Lyonne knows someone who used to date Basquiat — “That’s me bragging transitively” — and she ran into a few friends at the gallery, as well as a fan in the street. “I’m like an unfamous famous person,” she said after the woman walked by. “I might as well be that fire hydrant or something. I’m just a part of the East village — a fixture. Like, ‘Ah, yeah, that makes sense!’ but nobody cares.” Showing an artist like Basquiat in a sterile, wait-listed Instagram paradise might represent the devolution of the East Village and Lower East Side into a playground for corporate interests appropriating alternative history. But to Lyonne — whose leopard-print pants, double-breasted leather blazer, black nail polish, and accumulation of jewelry were also at home in the place–time continuum — the artist, along with Film Forum and the Lower Eastside Girls Club, exist in “the best New York.” “You’re going to be so exhausted if all day you’re like, ‘This is offending me aesthetically,’ meaning college students or whatever. It’s a little bit healthier to be like, ‘Look — the old neighborhood’ and see the version of it you want to see.”

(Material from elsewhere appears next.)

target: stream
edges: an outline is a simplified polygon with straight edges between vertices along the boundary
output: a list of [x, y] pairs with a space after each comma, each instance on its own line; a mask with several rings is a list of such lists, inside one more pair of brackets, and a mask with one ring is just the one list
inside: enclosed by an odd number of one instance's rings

Such ease is hard-won, and Lyonne’s ability to take what’s good and joke about the rest is at the heart of Russian Doll. Though she’s eager to spend some time away from her own life as part of her new production company, her multidimensional perspective on the self offers something richer than the standard experience-followed-by-lesson format of autobiographical fare: She can joke about herself without letting herself become a joke, and this skill — transforming self-consciousness into self-awareness — is something many people can (or should) understand. Slums of Beverly Hills begins with a scene in which Lyonne’s character tries on a bra at a lingerie store, looking directly at the camera, an implied mirror, transfixed and a little scared of what she sees. The same image recurs more than 20 years later as Nadia looks at herself in the mirror at her birthday party, as if to ask the same questions: Who is this person, and how did she get here?